‘The Goat Man’ Gets A Gravestone At Oakland Cemetery

Pamela Henman

Back when Atlanta was still little more than a town, William Jasper “the Goat Man” Franklin was a town character.

Franklin was known as “the Goat Man,” obviously, because of his goat. Franklin had been partially paralyzed by illness, and he relied on a goat named Pete to pull him in a homemade cart around downtown Atlanta as he peddled apples and pencils.

Franklin was born in 1849 – just two years after the city of Atlanta incorporated. He died in 1910 and was buried in Oakland Cemetery next to his parents.

Their graves sat unmarked until earlier this month. In a small ceremony, complete with glasses of sparkling apple cider and a goat named “Max,” the Historic Oakland Cemetery Foundation unveiled three simple headstones for the long-deceased family.

David Moore, president of the History Oakland Cemetery, was a leader in the effort to raise over $2,400 for the gravestones.

“When you look back and consider a humble life, someone who didn’t make a great deal of difference to us as a community, didn’t do ‘great things,’ but in his humble way he was part of the resurgence in rebuilding of Atlanta after the Civil War,” Moore said of Franklin. “He saw a lot of that. Through the eyes, through the lens of history, we can see how our city was shaped, through the eyes of the Goat Man. It’s kind of cool.”

Moore said the Historic Oakland Cemetery Foundation had raised funds for a cemetery resident’s headstone before, that of a 19th century Atlanta entrepreneur and madam. 

The foundation raised money for the headstones at the organization’s annual Halloween tours last year. In that event, actors portray “residents” of the historic cemetery – some of whom were as well-known as Bobby Jones and others who were not so famous.

Moore took on the then-little-known role of “the Goat Man.” He donned 19th century attire and sat in a wooden cart hitched to a baa-ing goat, which played the role of Pete. 

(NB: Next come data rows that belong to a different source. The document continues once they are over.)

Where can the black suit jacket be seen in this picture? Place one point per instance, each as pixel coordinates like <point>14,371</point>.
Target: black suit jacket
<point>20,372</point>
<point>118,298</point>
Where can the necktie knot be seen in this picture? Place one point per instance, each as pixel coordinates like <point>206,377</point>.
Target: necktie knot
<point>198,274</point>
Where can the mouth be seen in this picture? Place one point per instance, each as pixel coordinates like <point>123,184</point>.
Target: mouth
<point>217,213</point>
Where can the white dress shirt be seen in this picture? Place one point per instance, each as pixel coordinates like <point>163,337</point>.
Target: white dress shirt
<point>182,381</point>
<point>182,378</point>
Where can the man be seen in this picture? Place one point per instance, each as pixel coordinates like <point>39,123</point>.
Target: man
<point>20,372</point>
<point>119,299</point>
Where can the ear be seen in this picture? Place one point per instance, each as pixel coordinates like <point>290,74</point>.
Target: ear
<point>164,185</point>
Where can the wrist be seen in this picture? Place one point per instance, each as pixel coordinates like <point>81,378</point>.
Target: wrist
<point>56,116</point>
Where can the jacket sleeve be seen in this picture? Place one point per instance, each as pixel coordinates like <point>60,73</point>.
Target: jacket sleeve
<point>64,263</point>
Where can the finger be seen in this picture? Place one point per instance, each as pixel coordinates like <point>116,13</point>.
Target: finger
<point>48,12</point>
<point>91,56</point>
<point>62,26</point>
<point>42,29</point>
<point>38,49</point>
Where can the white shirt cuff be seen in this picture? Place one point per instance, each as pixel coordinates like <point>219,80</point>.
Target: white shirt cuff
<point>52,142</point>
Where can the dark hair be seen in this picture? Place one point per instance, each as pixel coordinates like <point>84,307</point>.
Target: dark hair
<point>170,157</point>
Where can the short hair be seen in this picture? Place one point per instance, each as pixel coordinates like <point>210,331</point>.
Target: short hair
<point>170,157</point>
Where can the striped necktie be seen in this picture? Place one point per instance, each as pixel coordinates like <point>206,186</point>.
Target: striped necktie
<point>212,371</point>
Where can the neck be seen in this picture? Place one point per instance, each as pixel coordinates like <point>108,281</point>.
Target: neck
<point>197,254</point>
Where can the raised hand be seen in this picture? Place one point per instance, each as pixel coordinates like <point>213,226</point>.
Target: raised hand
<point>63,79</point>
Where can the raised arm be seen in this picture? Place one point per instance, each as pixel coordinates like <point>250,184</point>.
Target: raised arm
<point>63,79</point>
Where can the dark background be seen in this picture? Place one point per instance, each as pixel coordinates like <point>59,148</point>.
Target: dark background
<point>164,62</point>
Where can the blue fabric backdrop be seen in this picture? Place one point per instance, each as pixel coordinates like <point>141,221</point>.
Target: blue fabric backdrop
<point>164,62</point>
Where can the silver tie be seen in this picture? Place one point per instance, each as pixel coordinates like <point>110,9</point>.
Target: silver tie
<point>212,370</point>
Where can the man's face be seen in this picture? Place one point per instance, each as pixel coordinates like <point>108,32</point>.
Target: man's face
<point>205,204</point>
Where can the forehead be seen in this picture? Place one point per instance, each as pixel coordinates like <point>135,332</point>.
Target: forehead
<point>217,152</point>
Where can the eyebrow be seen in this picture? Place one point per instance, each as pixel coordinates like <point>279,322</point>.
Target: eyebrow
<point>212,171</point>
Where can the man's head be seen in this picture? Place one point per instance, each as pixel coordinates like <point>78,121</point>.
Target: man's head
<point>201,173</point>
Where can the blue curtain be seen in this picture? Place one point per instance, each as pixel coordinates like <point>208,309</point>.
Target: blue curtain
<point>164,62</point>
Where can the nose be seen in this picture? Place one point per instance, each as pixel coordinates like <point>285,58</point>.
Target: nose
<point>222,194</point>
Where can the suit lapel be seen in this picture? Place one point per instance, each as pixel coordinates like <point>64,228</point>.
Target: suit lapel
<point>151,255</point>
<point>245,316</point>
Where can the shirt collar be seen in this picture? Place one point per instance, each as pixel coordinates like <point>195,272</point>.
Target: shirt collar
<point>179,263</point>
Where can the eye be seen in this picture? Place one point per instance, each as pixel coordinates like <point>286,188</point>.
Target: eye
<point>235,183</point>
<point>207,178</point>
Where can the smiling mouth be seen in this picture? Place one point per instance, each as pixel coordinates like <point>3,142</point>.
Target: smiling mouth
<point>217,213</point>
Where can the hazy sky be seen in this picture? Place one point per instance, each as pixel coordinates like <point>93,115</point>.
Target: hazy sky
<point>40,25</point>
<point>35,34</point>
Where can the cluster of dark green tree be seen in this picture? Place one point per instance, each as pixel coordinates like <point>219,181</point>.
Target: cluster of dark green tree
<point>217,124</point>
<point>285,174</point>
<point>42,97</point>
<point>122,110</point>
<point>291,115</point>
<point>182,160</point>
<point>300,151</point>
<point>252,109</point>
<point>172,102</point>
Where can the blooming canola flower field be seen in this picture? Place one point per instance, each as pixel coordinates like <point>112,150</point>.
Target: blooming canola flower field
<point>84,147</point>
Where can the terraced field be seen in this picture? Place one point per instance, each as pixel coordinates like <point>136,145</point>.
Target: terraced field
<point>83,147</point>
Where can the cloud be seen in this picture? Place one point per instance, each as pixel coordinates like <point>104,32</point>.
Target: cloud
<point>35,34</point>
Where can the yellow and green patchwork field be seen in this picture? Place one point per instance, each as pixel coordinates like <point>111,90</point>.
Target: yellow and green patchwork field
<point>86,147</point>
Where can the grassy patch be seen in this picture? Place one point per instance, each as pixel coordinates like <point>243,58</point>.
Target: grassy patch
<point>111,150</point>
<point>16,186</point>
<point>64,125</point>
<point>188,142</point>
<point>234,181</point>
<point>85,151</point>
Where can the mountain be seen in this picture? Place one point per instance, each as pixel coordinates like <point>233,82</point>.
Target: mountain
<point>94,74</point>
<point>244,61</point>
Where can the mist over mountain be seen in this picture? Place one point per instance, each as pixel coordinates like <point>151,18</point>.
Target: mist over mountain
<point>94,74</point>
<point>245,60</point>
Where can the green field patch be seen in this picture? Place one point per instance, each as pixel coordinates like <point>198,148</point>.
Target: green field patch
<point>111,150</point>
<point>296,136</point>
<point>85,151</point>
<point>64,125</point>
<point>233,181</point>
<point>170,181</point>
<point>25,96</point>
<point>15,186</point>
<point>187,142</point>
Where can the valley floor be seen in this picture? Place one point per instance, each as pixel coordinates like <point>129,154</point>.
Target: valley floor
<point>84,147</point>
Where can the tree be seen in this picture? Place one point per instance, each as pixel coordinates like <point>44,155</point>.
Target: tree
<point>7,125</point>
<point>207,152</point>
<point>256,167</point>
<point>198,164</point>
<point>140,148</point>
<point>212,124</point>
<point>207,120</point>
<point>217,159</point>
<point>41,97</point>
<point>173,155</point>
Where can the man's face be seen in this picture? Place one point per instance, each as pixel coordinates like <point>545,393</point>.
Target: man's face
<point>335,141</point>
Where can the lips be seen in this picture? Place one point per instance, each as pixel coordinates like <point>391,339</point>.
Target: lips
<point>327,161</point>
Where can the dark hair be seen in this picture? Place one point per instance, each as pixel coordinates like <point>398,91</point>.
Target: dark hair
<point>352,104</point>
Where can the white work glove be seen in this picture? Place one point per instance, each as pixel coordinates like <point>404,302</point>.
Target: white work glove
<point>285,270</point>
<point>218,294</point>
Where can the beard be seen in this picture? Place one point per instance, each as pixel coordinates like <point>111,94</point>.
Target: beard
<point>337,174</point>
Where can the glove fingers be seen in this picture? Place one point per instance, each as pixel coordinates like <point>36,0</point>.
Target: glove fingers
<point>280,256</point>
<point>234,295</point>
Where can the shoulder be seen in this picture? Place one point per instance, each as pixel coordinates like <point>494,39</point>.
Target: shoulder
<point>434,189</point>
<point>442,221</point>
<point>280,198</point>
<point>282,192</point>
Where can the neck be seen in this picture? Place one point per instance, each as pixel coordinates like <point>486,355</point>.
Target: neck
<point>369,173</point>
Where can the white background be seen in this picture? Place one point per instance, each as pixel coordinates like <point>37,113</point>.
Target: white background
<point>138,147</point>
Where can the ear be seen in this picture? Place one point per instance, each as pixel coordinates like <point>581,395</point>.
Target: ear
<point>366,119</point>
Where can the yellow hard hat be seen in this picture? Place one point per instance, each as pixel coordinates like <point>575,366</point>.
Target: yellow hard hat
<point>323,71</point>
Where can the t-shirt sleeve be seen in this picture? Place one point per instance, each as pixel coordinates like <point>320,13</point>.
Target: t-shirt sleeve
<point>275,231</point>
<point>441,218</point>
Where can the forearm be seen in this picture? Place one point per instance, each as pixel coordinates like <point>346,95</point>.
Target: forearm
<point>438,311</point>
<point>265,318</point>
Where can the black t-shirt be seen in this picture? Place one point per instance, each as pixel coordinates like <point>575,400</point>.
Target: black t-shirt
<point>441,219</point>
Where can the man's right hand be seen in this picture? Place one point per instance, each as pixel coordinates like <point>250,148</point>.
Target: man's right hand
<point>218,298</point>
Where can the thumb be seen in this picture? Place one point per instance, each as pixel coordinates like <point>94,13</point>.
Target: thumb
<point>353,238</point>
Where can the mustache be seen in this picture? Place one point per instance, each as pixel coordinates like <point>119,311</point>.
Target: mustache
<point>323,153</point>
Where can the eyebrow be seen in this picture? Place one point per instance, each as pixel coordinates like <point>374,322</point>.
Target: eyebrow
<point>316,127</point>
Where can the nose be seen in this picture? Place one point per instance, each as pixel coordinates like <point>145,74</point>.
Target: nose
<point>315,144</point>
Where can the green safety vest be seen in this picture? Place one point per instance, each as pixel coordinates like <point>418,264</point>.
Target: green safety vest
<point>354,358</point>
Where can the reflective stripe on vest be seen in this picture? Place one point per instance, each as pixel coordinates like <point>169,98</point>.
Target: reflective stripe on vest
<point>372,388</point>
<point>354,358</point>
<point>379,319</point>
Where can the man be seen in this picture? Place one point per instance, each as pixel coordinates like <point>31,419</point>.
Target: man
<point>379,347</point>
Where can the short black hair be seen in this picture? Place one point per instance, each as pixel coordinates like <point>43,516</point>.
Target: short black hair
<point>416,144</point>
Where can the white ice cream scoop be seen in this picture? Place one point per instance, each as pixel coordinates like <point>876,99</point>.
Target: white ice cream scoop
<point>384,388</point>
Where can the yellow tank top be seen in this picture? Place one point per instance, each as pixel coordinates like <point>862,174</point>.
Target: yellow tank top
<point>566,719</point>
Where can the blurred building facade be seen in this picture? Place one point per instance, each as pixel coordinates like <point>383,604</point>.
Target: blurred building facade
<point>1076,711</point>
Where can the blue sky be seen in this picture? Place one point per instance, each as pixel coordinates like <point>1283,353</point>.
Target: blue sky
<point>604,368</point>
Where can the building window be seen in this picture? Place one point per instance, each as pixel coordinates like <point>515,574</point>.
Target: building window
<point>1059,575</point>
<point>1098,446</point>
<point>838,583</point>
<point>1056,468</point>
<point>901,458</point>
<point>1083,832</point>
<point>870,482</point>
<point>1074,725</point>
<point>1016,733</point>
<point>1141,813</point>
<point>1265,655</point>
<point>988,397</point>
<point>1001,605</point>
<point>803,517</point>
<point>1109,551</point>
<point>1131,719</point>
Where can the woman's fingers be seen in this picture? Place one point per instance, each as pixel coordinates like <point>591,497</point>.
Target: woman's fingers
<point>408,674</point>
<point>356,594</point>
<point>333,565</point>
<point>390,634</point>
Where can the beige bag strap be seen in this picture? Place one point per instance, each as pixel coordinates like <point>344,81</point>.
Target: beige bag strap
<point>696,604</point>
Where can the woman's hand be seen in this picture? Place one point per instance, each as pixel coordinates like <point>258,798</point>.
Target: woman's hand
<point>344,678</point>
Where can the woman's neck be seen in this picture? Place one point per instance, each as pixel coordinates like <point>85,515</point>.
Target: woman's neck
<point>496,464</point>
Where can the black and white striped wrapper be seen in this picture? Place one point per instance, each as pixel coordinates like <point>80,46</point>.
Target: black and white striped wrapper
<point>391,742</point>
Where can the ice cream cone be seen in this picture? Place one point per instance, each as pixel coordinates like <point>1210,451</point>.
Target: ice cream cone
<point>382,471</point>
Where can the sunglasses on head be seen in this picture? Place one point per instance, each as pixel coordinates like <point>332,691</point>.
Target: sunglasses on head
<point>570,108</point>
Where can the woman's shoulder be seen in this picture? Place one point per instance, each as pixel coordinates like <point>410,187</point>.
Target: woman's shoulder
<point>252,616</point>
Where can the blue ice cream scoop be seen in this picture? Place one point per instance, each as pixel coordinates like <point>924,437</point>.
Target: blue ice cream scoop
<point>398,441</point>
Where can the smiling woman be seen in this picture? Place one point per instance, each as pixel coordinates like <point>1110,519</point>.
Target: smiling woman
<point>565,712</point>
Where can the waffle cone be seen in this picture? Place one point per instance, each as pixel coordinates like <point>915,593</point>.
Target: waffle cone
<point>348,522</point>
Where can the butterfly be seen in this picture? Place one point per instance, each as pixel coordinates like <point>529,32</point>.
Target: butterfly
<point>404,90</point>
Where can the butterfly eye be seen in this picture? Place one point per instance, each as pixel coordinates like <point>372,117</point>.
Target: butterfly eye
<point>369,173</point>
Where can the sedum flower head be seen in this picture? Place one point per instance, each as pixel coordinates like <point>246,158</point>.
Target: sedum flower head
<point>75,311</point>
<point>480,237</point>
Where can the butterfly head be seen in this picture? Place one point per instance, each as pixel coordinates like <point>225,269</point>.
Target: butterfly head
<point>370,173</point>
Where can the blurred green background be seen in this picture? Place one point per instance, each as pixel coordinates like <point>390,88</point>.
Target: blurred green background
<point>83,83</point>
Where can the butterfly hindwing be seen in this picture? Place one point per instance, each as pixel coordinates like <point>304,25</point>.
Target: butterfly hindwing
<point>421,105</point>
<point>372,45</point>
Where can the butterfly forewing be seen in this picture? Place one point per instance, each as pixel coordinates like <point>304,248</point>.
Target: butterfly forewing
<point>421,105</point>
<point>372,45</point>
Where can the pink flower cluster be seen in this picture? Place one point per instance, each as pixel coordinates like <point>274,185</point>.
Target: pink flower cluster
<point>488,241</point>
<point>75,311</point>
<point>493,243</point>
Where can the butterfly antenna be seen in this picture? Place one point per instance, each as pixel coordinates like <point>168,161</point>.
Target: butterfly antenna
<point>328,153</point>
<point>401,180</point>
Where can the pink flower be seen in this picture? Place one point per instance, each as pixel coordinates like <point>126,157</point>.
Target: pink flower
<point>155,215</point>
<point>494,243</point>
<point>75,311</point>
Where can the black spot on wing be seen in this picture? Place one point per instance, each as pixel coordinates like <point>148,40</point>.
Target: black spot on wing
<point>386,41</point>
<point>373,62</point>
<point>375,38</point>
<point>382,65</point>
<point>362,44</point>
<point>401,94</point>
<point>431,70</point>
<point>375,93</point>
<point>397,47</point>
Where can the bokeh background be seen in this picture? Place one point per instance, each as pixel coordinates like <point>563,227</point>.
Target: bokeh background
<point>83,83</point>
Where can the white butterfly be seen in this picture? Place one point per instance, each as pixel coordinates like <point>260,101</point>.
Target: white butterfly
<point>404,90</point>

At that event, Moore had, in character as Franklin, asked tour participants for donations in exchange for pencils, in honor of the “Goat Man’s” old trade. Moore said he felt a connection with the long-deceased Atlantan.

“When you can personalize history and talk about a family who does not have a headstone,” Moore said, “people can identify with that dilemma, in as much as – What if we left this earth and we weren’t remembered, and there was nothing permanent to mark our lives that we lived? I think it struck a nerve with folks, and it certainly struck a nerve with me.”